Abstract: FR-OR014
Impact of Intensive Glycemic Control in the Development of AKI after Cardiac Surgery: A Randomized Clinical Trial
Session Information
- AKI: Can We Improve Outcomes?
October 26, 2018 | Location: 6A, San Diego Convention Center
Abstract Time: 05:06 PM - 05:18 PM
Category: Acute Kidney Injury
- 102 AKI: Clinical, Outcomes, and Trials
Authors
- Santana-Santos, Eduesley, Federal University of Sergipe, Aracaju, Sergipe, Brazil
- Vattimo, Maria De Fatima, School of Nursing University of Sao Paulo, Sao Paulo, Sao Paulo, Brazil
- da Fonseca, Cassiane Dezoti, Federal University of Sao Paulo, Sao Paulo, Sao Paulo, Brazil
- Bastos, Kleyton Andrade, Federal University of Sergipe, Aracaju - Sergipe, Brazil
- Menezes, Andreia Freire de, Federal University of Sergipe, Aracaju - Sergipe, Brazil
Group or Team Name
- Grupo Interdisciplinar de Estudos em Cuidados Críticos - GIEsCC
Background
Hyperglycemia is directly linked to higher rates of morbidity and mortality in hospitalized patients and is recognized as an important risk factor for postoperative complications.

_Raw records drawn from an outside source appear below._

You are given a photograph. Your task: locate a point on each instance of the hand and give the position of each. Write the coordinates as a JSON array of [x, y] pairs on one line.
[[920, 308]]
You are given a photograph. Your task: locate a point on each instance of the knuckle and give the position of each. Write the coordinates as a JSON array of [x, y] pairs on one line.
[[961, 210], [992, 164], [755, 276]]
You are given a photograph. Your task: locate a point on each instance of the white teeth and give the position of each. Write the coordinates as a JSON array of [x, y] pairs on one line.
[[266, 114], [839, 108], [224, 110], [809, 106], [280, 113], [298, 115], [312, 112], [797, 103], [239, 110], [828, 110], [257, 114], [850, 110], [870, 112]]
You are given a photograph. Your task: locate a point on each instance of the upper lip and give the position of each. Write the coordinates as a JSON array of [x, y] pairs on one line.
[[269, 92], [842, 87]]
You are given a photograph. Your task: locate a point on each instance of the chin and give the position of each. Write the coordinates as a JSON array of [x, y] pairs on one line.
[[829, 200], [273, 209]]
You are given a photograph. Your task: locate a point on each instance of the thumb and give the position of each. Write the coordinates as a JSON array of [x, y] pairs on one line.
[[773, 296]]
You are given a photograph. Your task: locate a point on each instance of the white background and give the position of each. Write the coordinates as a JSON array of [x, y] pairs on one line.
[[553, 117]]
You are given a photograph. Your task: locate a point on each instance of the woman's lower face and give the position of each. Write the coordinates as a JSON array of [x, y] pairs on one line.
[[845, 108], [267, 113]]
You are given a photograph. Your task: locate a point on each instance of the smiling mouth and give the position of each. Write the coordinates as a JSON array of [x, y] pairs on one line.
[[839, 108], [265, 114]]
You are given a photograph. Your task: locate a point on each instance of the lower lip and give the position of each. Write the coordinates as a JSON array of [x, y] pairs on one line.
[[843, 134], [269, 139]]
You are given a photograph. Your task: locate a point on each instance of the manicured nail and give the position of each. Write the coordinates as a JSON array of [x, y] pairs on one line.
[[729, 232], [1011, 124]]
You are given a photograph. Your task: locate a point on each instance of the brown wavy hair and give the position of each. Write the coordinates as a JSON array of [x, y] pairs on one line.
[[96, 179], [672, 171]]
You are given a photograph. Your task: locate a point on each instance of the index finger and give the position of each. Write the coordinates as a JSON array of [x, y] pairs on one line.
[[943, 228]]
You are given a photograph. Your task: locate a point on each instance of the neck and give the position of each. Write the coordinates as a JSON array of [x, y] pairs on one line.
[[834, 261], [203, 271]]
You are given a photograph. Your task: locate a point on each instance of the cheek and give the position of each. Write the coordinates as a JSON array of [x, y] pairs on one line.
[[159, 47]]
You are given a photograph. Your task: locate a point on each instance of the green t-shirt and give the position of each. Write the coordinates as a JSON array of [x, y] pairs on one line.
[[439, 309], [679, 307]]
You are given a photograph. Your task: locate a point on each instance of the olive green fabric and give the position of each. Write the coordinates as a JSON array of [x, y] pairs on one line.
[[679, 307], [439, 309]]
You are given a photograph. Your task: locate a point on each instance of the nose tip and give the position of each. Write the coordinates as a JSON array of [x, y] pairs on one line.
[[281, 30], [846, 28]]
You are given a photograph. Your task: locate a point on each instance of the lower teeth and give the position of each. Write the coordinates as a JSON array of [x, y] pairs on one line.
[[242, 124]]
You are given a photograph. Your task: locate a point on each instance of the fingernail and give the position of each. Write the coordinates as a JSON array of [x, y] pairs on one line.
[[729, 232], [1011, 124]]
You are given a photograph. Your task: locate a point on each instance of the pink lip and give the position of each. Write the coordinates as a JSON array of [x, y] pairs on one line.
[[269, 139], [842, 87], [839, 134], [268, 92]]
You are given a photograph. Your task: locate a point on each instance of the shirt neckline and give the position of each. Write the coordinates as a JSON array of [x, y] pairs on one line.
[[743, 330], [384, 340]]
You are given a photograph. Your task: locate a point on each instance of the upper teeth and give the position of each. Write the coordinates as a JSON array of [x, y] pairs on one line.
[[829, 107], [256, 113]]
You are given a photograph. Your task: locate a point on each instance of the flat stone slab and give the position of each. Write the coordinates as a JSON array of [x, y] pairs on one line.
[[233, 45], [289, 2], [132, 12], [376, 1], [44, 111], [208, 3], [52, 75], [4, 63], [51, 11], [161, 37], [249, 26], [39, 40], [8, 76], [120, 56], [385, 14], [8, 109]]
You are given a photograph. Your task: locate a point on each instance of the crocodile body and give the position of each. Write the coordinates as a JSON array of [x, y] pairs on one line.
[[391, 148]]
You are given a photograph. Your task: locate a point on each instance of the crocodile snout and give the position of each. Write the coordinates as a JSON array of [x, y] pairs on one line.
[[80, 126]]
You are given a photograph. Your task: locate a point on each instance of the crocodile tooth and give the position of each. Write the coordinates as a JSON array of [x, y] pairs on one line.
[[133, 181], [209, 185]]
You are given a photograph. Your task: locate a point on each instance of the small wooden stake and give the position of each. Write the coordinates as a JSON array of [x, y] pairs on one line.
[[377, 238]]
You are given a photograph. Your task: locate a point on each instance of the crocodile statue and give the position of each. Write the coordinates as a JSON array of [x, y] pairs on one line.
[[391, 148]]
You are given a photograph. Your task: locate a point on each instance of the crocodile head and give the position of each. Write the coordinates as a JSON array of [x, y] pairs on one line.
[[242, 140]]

We performed a randomized controlled trial to evaluate the impact of an intensive glycemic control strategy in the occurrence of acute kidney injury in patients undergoing cardiac surgery.
Methods
Were included patients who presented blood glucose greater than 200 mg/dl in the first 6 hours of admission to the ICU. Patients aged less than 18 yo, diagnosed with congenital heart disease and heart transplantation were excluded. The patients were allocated in one of the groups: conventional group (CG), glucose target between 140 and 180 mg/dl and the intensive group (IG), glucose target between 90 and 110 mg/dl. The primary endpoint was AKI defined according with KDIGO criteria. The secondary outcomes were mortality, need for dialysis, renal function recovery, hypoglycemia, ICU discharge, length of stay in ICU.
Results
Were included 95 patients, 36 (37.9%) in the IG and 59 (62.1%) in the CG. In the comparison between groups, no significant difference was observed in relation to the surgical risk (p = 0.511) and the risk for acute kidney injury (p = 0.962), measured by the EuroSCORE and Cleveland Clinic Score, respectively. Using vasoactive drugs was higher in the IG as compared to CG (97.2% vs. 83.1%; p = 0.047). There was no difference in the incidence of AKI in IG, when compared with CG (61.1% vs. 49.2%; p = 0.294, respectively). Nevertheless, the return of kidney function to the basal values was smaller in the IG as compared to CG (41.7% vs. 69.5%; p = 0.010, respectively). There was no found any difference between the groups in relation to mortality (p = 0.066), need for dialysis (p = 0.364) and episodes of hypoglycemia (p = 0.151). There was a higher number of ICU discharges in the CG, when compared with IG (98.3% vs. 86.1%; p = 0.028, respectively) as well as shorter length of stay in the ICU (4.2 + 3.0 vs. 5.7 + 4.2; p = 0.046, respectively).
Conclusion
The intensive glycemic control strategy used in this study was not associated with decrease in the incidence of acute kidney injury in patients undergoing cardiac surgery also influenced negatively in secondary outcomes.